The following is a summary of what was learned in the discussions with the members of the Czech chemical unit:
The Czechs initially had 169 members in their chemical detection unit that deployed to the Persian Gulf. That number subsequently increased to approximately 190. These forces included chemical, medical, and other support personnel. The Czech chemical unit was under contract to the Saudi government to provide chemical weapons/agent detection to the Saudi government during the Persian Gulf War.

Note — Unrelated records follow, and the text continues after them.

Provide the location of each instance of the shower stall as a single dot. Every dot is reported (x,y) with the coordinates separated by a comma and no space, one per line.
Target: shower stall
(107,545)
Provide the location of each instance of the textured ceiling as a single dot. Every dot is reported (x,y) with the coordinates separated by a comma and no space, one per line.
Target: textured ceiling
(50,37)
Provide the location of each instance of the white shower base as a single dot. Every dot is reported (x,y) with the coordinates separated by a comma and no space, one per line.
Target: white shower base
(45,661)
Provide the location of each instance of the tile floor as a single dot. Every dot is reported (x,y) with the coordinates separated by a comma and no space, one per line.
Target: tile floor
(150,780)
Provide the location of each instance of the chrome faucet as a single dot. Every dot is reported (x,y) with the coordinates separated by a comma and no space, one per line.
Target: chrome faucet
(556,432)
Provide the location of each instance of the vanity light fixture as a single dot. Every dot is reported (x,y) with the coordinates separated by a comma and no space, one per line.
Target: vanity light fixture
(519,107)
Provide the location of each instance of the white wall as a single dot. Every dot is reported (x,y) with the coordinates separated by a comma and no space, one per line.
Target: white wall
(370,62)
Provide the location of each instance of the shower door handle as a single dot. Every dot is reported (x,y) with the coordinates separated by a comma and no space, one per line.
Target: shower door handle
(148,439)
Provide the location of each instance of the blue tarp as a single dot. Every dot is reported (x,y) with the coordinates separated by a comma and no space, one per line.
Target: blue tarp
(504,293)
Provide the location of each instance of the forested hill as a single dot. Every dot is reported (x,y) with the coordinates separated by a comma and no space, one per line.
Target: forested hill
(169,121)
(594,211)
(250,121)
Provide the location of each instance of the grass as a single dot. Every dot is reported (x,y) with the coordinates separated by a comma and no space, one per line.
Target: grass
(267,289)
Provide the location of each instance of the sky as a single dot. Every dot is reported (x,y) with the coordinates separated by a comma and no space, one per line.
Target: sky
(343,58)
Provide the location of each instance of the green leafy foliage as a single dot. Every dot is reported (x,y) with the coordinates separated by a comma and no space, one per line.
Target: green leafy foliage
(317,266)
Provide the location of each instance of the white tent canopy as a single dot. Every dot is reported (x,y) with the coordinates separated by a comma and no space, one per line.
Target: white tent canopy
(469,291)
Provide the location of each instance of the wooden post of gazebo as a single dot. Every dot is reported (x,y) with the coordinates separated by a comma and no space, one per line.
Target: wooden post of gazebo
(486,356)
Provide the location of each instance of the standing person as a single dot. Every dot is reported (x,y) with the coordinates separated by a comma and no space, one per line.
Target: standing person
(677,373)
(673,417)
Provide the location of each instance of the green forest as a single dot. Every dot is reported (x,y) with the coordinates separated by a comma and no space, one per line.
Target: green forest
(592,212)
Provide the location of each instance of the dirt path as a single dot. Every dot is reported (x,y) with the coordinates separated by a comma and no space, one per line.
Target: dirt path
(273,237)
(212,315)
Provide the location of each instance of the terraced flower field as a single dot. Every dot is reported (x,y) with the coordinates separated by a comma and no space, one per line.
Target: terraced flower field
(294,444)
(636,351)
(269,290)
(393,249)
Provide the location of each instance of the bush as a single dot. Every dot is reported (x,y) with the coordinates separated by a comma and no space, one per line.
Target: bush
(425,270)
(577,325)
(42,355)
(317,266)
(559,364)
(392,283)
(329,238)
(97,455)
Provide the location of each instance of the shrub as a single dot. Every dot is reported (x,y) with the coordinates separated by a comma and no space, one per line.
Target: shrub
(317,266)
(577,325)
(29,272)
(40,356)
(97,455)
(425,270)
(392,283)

On January 19, 1991, Czech chemical units, that were working with 4th and 20th Saudi brigades and were separated by approximately 20 kilometers, made three nearly simultaneous detections of a low concentration of G-series nerve agent in the air. The Czechs consider the three nearly simultaneous detections to be `one' event. The Czechs indicated that the detections took place in the late afternoon and that the event lasted approximately 40 minutes. The Czechs determined that, at ground level at the time of the event, the wind was blowing from the northwest. The Department of Defense had previously advised the Committee that the prevailing winds were blowing northeastward.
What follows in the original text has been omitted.